Le Gaon de Vilna (Michlé 17,6) dit que l’étude des petits-enfants est également très favorable pour la mémoire du grand-père ou de la grand-mère.

C’est également le cas de celle du gendre pour son beau-père ou sa belle-mère, comme le raconte le Zohar (paracha Nasso) au sujet de rabbi Chimon bar Yo’haï, qui se mit à étudier avec ses élèves en expliquant des choses merveilleuses.
Eliyahou haNavi se dévoila à lui et lui dit qu’à ce moment-là au Ciel, on avait posé 50 couronnes sur la tête de son beau-père, rabbi Pin’has ben Yaïr (Kav haYachar – chap.35).

Si le fils trouve un ‘hidouch (ou tout au moins, il étudie un nouveau sujet ou pend sur lui une nouvelle bonne conduite), et en particulier pendant Shabbath, on ne peut décrire l’honneur que ses parents reçoivent dans le monde à venir (olam aba). [‘Hida (Ma’hzik Bra’ha ; Kaf ha’Haïm (29,2)]

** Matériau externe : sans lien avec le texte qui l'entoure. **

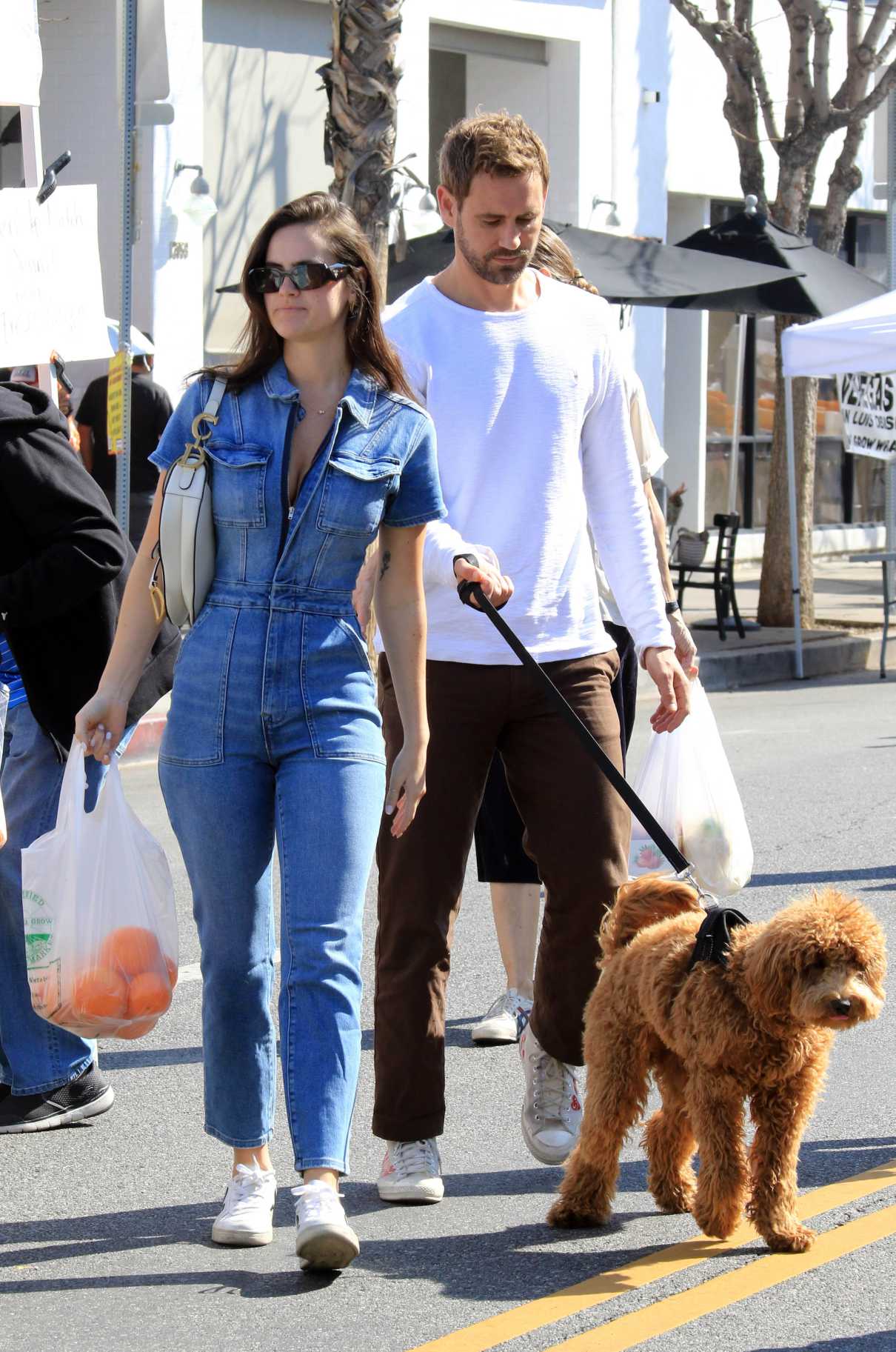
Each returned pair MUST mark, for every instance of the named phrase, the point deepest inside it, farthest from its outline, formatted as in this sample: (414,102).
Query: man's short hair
(501,144)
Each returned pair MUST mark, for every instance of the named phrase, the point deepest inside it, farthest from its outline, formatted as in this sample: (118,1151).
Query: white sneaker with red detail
(552,1106)
(411,1173)
(247,1217)
(506,1019)
(324,1240)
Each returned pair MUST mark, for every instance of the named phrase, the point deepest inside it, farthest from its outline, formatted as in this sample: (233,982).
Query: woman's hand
(100,725)
(407,786)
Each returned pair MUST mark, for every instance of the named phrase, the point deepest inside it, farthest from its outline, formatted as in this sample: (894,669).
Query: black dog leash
(468,591)
(714,936)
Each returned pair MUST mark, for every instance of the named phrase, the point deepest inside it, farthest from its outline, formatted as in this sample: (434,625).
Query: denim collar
(360,396)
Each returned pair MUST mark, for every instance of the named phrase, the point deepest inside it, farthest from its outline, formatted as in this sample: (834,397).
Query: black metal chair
(722,573)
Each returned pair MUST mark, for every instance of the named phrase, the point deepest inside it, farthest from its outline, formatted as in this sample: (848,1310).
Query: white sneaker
(411,1173)
(552,1108)
(324,1240)
(247,1217)
(506,1019)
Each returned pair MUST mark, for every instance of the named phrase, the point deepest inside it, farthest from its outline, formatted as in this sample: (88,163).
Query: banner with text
(868,404)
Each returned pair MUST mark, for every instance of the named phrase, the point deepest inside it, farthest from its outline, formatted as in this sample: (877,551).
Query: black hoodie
(64,564)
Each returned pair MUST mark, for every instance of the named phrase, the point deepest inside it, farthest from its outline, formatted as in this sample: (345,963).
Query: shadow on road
(827,1162)
(883,1342)
(457,1033)
(829,875)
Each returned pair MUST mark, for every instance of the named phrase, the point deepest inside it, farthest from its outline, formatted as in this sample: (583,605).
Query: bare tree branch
(822,61)
(877,23)
(866,106)
(887,50)
(799,80)
(361,80)
(846,177)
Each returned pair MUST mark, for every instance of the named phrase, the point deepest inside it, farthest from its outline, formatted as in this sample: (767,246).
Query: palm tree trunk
(361,83)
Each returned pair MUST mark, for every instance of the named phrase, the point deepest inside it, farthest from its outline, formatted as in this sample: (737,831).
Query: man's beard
(484,265)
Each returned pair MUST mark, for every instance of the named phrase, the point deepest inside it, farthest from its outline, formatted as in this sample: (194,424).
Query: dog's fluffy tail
(641,904)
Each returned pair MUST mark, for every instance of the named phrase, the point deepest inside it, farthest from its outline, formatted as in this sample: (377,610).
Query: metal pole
(795,548)
(734,468)
(33,168)
(129,90)
(889,472)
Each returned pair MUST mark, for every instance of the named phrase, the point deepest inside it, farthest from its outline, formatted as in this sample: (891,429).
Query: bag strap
(594,748)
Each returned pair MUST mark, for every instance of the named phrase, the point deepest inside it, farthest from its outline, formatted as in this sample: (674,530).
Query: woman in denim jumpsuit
(273,730)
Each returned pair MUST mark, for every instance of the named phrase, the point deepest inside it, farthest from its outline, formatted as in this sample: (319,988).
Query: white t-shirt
(652,457)
(534,445)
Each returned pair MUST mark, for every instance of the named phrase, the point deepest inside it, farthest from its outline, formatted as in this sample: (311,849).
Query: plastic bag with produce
(687,783)
(99,914)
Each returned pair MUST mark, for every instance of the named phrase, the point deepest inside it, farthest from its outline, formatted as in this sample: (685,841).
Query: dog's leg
(780,1113)
(617,1094)
(717,1112)
(669,1142)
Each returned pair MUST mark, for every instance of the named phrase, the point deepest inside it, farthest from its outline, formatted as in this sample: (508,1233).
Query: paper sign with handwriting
(50,283)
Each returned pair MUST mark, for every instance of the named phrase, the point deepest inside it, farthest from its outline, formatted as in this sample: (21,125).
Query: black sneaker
(88,1096)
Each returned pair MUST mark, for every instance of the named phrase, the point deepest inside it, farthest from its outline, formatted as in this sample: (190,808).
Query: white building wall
(176,279)
(78,113)
(686,380)
(264,133)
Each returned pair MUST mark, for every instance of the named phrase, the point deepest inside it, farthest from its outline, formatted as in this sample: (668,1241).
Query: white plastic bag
(687,783)
(100,924)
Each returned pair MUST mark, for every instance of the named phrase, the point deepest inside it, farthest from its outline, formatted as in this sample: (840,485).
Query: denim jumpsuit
(273,733)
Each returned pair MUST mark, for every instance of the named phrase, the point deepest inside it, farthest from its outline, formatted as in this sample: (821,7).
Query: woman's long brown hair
(553,255)
(368,347)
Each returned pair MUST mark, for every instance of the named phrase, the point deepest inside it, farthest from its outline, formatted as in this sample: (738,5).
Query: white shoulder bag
(185,550)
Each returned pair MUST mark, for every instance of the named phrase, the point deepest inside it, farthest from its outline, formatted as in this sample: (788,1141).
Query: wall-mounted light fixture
(201,206)
(612,219)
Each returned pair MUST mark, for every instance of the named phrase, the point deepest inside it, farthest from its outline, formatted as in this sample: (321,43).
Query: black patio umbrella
(626,270)
(820,284)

[c’est pour cela que le kadich qui accompagne une étude de Torah (même courte), a une valeur beaucoup plus grande que les autres.]

-> C’est une mitsva de distribuer de la tsédaka pour l’élévation de l’âme de ses parents, afin de soutenir des étudiants en Torah, des yéchivot et des kollelim, …
Ceci épargne aux défunts les souffrances du Guéhinam et les fait pénétrer au Gan Eden à un très haut niveau.
Par cela, l’enfant accomplit la mitsva d’honorer son père ou sa mère après leur décès.
[Séfer ‘Hassidim chap.170 ; rav ‘Haïm Palaggi (Tokha’hot ‘Haïm – Toldot)]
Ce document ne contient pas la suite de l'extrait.